Ecrit en langage convenu, ce préambule n’en était pas pour autant dépourvu de sens. Le secret de l’État – entendez ses services secrets - se justifiait pour notre bien. Aucune agence du renseignement, sous n’importe quelle latitude ou n’importe quel régime, ne dit autre chose. On pouvait cependant se consoler avec la lecture de la façon dont la pratique du secret avait été constitutive de la création de l’État moderne. Un processus d’autant mieux analysé qu’il traitait, là encore, du passé. Au fur et à mesure que l’on se rapprochait du présent, les auteurs effleuraient ou contournaient les questions dans un style dont, parfois, on ne savait s’il reflétait l’embarras ou tout simplement la confusion de la pensée. Des formes contemporaines du secret rien – ou fort peu – était dit. Quid des raisons de ce temps de latence qui prive l’historien du contemporain de ces sources estampillées « secret défense » ? De ces documents stipulés à tout jamais incommunicables par l’article L 213-2 de la loi sur les archives de 2008 et dont on attend l’abrogation promise au début du quinquennat de François Hollande ? Certes, la France n’est pas le seul État à protéger ses données « sensibles » et c’est pourquoi on aurait souhaité une comparaison avec des législations étrangères, ignorées par les auteurs.

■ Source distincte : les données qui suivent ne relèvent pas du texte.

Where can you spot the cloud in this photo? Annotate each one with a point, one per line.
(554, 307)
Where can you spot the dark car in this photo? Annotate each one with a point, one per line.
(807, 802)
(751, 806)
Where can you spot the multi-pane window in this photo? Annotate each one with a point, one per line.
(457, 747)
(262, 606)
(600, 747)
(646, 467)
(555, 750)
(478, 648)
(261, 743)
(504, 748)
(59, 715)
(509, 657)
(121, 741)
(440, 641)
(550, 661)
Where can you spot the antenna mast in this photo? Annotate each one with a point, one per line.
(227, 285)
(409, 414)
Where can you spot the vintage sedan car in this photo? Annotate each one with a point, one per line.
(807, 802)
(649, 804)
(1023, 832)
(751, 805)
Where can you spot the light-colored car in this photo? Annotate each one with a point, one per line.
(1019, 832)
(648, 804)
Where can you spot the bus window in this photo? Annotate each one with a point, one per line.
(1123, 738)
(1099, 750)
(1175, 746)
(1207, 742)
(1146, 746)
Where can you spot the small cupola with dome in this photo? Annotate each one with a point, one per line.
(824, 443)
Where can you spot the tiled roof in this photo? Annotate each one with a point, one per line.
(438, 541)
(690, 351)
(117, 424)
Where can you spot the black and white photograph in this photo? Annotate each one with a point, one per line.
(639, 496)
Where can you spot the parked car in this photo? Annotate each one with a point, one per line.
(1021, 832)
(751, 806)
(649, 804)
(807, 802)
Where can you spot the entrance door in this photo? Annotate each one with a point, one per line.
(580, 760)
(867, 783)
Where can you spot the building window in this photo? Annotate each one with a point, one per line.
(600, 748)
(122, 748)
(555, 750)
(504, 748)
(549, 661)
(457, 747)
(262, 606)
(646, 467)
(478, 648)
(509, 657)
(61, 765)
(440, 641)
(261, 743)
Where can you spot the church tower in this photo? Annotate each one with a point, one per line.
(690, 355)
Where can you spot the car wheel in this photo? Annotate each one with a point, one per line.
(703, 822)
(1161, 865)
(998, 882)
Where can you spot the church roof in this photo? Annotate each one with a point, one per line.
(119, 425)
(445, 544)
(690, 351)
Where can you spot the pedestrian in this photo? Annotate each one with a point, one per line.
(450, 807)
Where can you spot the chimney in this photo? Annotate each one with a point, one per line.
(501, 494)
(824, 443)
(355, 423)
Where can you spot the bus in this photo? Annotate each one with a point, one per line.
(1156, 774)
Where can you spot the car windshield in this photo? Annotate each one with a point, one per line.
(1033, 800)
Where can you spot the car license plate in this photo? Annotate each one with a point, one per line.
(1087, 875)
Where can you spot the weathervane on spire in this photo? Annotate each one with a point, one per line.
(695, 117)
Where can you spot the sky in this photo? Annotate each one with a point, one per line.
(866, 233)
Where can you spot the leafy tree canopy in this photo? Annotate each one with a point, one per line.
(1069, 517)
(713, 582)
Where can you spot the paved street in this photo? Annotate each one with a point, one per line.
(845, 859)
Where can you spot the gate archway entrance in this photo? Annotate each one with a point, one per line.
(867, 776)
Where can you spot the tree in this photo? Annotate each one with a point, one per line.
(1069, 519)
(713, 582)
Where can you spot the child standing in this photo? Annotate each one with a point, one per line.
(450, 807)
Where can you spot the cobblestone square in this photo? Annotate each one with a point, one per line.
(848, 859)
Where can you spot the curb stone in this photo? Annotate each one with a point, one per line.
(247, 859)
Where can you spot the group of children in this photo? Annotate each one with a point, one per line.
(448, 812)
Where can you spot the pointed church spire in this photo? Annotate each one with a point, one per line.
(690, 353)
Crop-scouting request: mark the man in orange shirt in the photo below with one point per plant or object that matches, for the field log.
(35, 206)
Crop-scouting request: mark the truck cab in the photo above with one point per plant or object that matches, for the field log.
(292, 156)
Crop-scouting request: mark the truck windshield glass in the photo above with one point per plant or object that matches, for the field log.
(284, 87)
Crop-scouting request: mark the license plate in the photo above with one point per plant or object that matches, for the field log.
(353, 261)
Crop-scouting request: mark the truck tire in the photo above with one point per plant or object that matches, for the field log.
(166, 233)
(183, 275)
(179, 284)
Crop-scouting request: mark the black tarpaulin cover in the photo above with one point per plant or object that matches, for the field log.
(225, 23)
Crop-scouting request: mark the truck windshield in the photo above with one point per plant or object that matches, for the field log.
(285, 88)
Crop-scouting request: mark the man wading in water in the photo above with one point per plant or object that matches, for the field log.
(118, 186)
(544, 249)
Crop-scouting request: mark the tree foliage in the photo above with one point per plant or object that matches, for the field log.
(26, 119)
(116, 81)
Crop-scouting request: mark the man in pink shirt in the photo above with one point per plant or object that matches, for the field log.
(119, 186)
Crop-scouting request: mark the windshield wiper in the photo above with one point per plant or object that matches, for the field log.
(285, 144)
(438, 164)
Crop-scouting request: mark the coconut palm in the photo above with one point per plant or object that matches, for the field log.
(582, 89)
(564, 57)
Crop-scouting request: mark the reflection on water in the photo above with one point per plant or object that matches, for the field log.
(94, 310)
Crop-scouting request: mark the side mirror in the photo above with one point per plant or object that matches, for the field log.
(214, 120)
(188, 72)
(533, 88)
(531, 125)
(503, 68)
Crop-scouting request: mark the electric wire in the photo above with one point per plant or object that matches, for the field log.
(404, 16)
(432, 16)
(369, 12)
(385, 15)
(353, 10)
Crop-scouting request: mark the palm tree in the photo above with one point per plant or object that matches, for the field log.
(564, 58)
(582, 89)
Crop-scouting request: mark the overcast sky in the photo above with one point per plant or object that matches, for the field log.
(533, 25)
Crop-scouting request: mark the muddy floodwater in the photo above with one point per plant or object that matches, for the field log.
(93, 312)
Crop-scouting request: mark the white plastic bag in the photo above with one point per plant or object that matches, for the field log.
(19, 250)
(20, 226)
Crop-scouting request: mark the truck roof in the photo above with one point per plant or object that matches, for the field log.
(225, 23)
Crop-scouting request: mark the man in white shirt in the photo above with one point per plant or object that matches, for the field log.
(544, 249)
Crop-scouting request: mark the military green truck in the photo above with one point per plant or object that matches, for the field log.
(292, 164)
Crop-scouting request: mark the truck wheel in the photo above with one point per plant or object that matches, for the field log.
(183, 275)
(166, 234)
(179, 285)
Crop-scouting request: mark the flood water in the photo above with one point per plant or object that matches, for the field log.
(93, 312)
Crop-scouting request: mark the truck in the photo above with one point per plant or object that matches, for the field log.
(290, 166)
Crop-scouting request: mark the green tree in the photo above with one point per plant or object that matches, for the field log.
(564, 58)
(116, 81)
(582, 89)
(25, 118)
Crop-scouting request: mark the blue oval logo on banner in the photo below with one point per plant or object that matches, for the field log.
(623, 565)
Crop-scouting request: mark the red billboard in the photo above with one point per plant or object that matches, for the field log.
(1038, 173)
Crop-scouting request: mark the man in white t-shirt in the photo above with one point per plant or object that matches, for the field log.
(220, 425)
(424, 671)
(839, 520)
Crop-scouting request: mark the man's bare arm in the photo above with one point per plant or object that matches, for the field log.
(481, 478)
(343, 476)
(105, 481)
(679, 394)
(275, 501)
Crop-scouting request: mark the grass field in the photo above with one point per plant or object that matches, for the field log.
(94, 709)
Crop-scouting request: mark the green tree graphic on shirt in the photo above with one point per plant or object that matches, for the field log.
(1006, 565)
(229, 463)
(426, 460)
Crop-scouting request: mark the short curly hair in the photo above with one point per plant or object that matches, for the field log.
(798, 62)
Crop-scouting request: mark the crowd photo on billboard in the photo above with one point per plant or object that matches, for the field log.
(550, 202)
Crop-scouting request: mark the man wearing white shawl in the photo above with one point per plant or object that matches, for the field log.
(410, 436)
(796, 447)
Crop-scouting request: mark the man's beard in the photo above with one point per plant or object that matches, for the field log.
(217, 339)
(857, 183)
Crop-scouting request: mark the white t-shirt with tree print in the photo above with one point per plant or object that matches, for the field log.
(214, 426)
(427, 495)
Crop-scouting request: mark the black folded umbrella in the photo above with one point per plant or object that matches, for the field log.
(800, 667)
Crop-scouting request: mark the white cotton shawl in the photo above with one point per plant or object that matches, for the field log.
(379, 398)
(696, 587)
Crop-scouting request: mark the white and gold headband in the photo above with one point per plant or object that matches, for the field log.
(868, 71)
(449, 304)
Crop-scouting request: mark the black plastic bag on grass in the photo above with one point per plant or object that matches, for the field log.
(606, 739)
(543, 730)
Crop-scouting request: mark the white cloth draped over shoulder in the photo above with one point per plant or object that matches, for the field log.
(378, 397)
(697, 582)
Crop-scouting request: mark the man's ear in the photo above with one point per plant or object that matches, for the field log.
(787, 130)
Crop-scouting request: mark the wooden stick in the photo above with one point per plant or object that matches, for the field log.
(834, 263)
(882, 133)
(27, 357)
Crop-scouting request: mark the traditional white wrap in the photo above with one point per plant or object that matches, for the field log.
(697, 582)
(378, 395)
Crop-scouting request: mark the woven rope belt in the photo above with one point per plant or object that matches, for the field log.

Même la fameuse « crise des archives » était évoquée en passant. Comme si elle n’avait pas été déclenchée dans les années 1990 par la mise à nu de pratiques de rétention de certaines archives du régime de Vichy et de documents attestant la répression policière des militants algériens du FLN ! Ainsi, cette approche fort érudite du « secret de l’État » nous promenait-elle finalement à travers l’histoire sans trop se poser de questions. Celles qui dérangent, naturellement.

Jadis institution discrète, entièrement dévouée à l’histoire de la Nation, repliée sur elle-même et sur son sentiment d’excellence, les AN sont sorties de l’ombre à la faveur de cette crise qui leur a donné de la visibilité. En vingt ans, elles ont appris à communiquer. Ou plus exactement à faire de la communication. D’où cette présentation dans la langue de la com de « la grande collecte » … sans même penser à mal vraisemblablement. Ont-elles pour autant abandonné ces caractéristiques qui faisaient d’elles le « conservatoire d’un monde du 19e siècle » ? Rien n’est moins sûr. L’Ecole des Chartes, qui forme principalement les archivistes, vient à peine, à la rentrée 2016, de proposer un master d’histoire transnationale dans son cursus ! Elle continue à privilégier l’histoire médiévale et moderne, au détriment de l’histoire contemporaine alors même que les archivistes devront traiter dans leur quotidien des archives récentes. Il suffit de jeter un œil sur les thèses soutenues chaque année à l’Ecole des Chartes pour s’en convaincre : à titre d’exemple, en 2015, sur les 27 thèses soutenues, seules trois d’entre elles portaient sur l’histoire contemporaine. (http://theses.enc.sorbonne.fr/2015).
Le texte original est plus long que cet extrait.